Marlins Desperately Spin Tires, Trying to Attract Fans
The Miami Marlins finished at the bottom of the bucket in attendance once again this past season. As a matter of fact, the Marlins were only able to muster 10,016 fans per home game. Overall, the Marlins haven’t been able to attract many fans since the team first started in 1993. As a result, you see a Miami baseball club desperately trying to gain traction in the beautiful city.
Stepping aside from the business standpoint, the actual business on the field hasn’t been pretty either. The Marlins finished last in the competitive division of the NL East. Their overall record this past season stood just at 57-105 (.352). This is the teams’ worst winning percentage in the last five years.

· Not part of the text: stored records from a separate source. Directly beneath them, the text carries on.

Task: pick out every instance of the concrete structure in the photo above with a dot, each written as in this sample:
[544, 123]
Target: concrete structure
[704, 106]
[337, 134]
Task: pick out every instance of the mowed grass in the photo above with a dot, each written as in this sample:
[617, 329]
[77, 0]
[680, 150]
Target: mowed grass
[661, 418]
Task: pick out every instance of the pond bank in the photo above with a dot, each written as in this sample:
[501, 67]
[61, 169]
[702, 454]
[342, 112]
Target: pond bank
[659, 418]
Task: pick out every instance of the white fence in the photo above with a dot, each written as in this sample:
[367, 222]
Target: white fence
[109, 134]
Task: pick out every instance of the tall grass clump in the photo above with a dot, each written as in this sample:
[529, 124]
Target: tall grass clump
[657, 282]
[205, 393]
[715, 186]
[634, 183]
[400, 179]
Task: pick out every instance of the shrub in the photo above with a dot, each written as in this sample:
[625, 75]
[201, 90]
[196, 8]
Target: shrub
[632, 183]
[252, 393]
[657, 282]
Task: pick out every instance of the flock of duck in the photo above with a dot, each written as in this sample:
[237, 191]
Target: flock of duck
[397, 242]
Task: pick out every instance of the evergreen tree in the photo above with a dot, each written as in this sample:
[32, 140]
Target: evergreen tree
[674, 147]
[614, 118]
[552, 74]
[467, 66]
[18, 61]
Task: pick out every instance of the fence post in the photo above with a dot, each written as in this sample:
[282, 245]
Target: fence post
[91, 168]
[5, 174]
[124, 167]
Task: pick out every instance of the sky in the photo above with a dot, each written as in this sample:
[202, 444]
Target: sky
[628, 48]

And as the NL East continues to evolve for playoff contention, the Marlins are slipping behind.
The problems don’t stop just at the execution and expectation of the players, but also the front office. The Marlins made the switch to Marlins Park in 2012, and success sure didn’t follow them. Miami has also switched from multiple owners, as the biggest being with Jeffery Loria to Jeter. Derek Jeter, backed by billionaire Bruce Sherman, closed a $1.2 billion deal that made them owners of the franchise. This marks the fourth owner the franchise has had since its beginning in 1993.

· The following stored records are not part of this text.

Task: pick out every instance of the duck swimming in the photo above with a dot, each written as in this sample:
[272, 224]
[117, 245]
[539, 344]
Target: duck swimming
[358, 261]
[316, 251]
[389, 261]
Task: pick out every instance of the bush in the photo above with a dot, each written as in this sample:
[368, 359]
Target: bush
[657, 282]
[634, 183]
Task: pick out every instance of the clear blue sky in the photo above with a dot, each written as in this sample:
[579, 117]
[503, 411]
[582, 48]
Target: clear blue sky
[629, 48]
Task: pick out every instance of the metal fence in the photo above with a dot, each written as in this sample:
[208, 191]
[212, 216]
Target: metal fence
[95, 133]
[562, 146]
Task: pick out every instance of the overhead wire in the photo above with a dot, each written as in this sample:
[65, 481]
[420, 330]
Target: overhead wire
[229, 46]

Multiple top-tier players have also been traded from the Miami club in recent years. Giancarlo Stanton might just be the most notable of these, however, there is plenty more. Christian Yelich, Marcell Ozuna, and J.T. Realmuto are among others that the Marlins have let walk. To show the significance of these trades, Stanton is regarded as one of the most dangerous hitters in baseball, and Yelich was in the top three in the NL MVP voting last season. These are no doubt some of the worst decisions in MLB history.
As a result of all these problems, the Marlins are now freezing the prices for tickets. Miami will continue to offer seats for $10 per seat for every game and almost half of the tickets below $25. In addition to this change, the Marlins have also lowered their parking prices as well. Fans will now be able to park for $15 on weekdays and in advance for weekends. Adding up to $20 at the gate.

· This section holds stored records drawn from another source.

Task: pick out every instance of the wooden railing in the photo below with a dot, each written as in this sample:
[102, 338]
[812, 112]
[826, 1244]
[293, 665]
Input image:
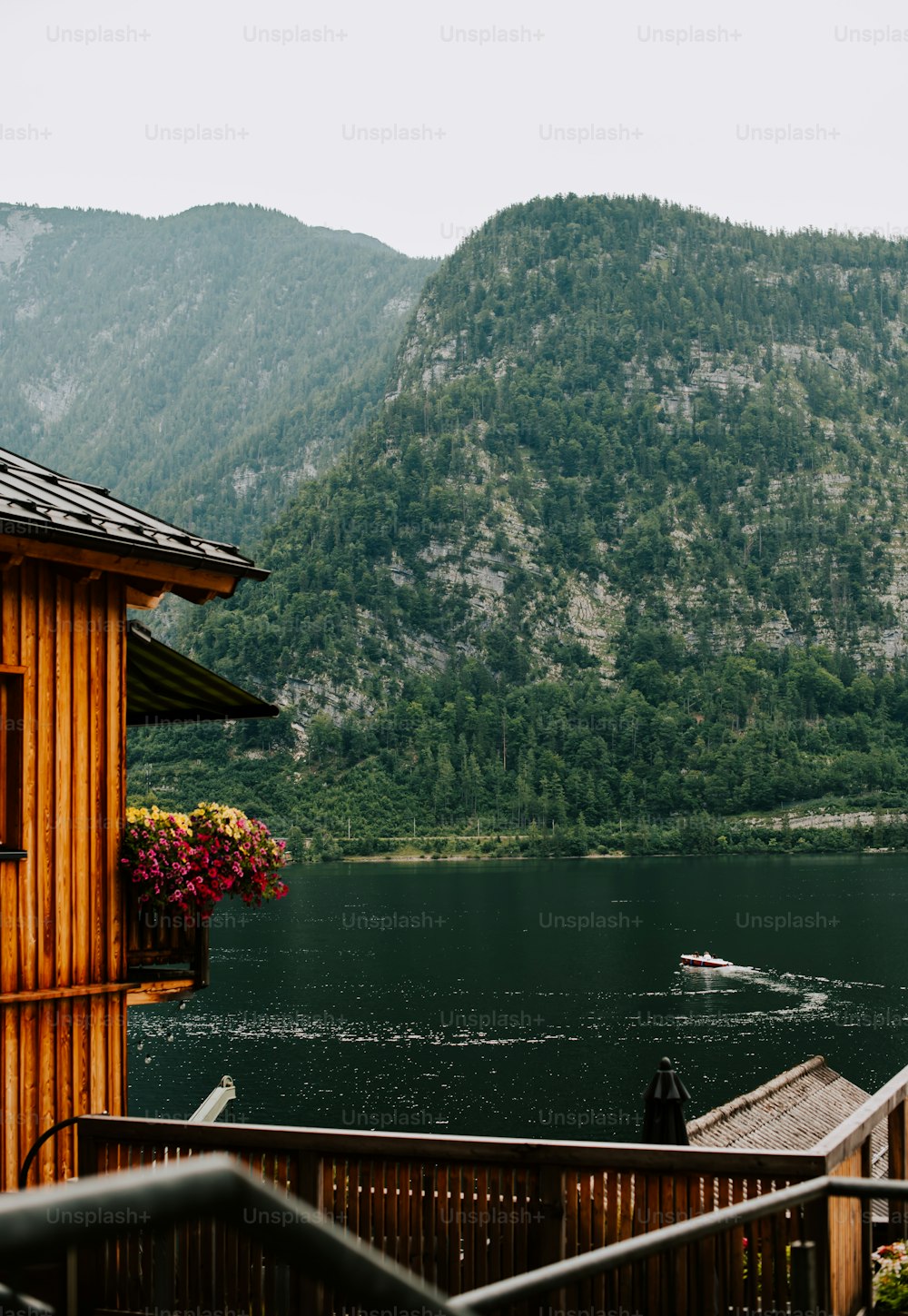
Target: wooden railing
[465, 1212]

Yes, you heard right, the cheapest prices are setting in for Miami as they search for fan attention in downtown Florida. This glowing discrepancy has certainly not gone unnoticed by the Marlins’ front office, however, the winning ways have got to start. CEO of TicketMaster Tony Knopp said that “ticketing is such a small piece of revenue now”. The Marlins are clearly just not getting it done on the field and you can place the blame on multiple sources in Miami. Once the Marlins establish new ways to win and revamp their roster, you can expect more of the same. Hope, however, does lie in the popular city of Miami with fans following winners. The message for the Marlins is clear, create a foothold and give something exciting for the fans.